In prayer there is a connection between what God does and what you do. You can't get forgiveness from God, for instance, without also forgiving others. If you refuse to do your part, you cut yourself off from God's part. Matthew 6:14-15 (The Message)

Wednesday, August 25, 2010

Rotten Meat

The first summer after I graduated high school, I worked as a checker at a grocery store. A common occurrence while working there was to see customers walking in carrying a bag at arms length. Inevitably, they would walk up to the first available employee and ask them to smell what was in the bag. It was always meat that had been purchased recently, but was bad. Not just bad, it was rotten. The smell that came from that bag reeked! Do you have a vision of this? Can you imagine the offensive odor?

As you think of this, read the following verse:
An excellent wife is the crown of her husband, But she who causes shame is like rottenness in his bones. Proverbs 12:4 (NKJV)

As I read this verse recently, I immediately thought of that rotten meat from years ago. I also realized that in my seventeen years of marriage I have often missed the mark as the crown to my husband. Instead, I have been the rottenness... I have been like that decaying, stinking, foul meat to my husband.

God designed me to be a helper to my husband. My job is to encourage, advise, work with, serve (yes, ladies, I used that word), build up and bring glory to my husband. When I spend time nagging, whining, demanding, or any other selfish term you can think of, I am not being the crown.

It is my desire to be all that God designed me to be... It is my desire to be the crown of my husband.

Sunday, August 8, 2010

The Phone Call

I used to wonder why in movies people would sit down before receiving bad news. I always thought it was odd that people thought words would knock them off their feet. Well, I don't think that anymore. I received a phone call seven years ago that literally dropped me to my knees.

It was a Friday, and it was Valentine's day. Jason was working with the youth banquet at church, so I had a date with a very handsome 2 year old. Jason and I had planned on going out the next night. I was teaching at the time, so after school, I picked Ethan up and headed home. Jason was already at the church setting up. As Ethan played and I was getting ready for the evening, the phone rang.

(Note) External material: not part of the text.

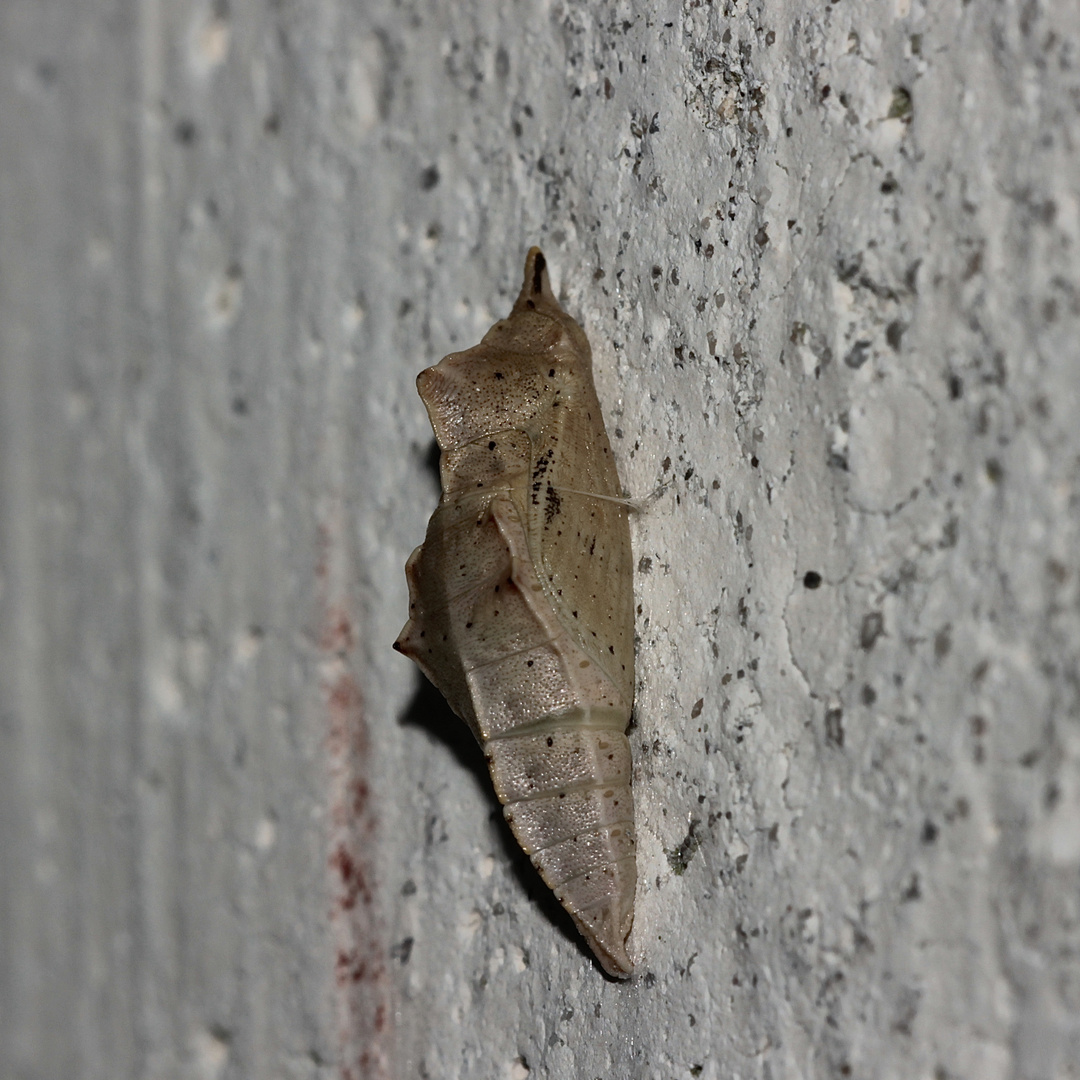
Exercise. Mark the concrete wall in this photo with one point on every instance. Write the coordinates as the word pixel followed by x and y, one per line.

My niece Amanda was calling to tell me that my niece Charlie and nephew Hamp had been in a car wreck on the way home from school. Charlie was being transported to the hospital, but Hamp was dead. He was 12 years old. After a few questions, I hung up the phone. That is when I fell to the ground. I felt like my legs had been swept out from underneath me.

As quickly as I could, I got myself under control and tried calling Jason. He didn't answer his cell phone, so I called the church office. I don't know who answered the phone to begin with, but when I asked for Jason they went to look for him. I thought I had my emotions and voice under control, but I must not have. In just a few moments, one of the deacons, Butch Kee was on the phone. He started his conversation saying, "Kerry, we can't find Jason. What is wrong?" I told him that my niece and nephew had been in a car wreck and that my nephew had died. I never told him their names. He found Jason for me and sent him home. We quickly packed and headed to Camden.

Butch's son Jeff Kee was the band director for my niece and nephew. Butch called his son, and before most people had heard the news, Jeff was at the hospital to check on my family. That weekend, Jeff, his family, and other families from the band ministered to my sister, brother-in-law, niece, and all of us.

I don't have the answer of why Hamp died that day, but I know without a doubt that God was looking out for those of us left behind grieving. I don't believe that it was a coincidence that Jason didn't answer his phone or that Butch Kee was the one I spoke to. God laid the ground work for the team of people that ministered to my family. I would like to thank each person that stepped up that weekend, changed their plans, and just took the time to allow God to use them to help us.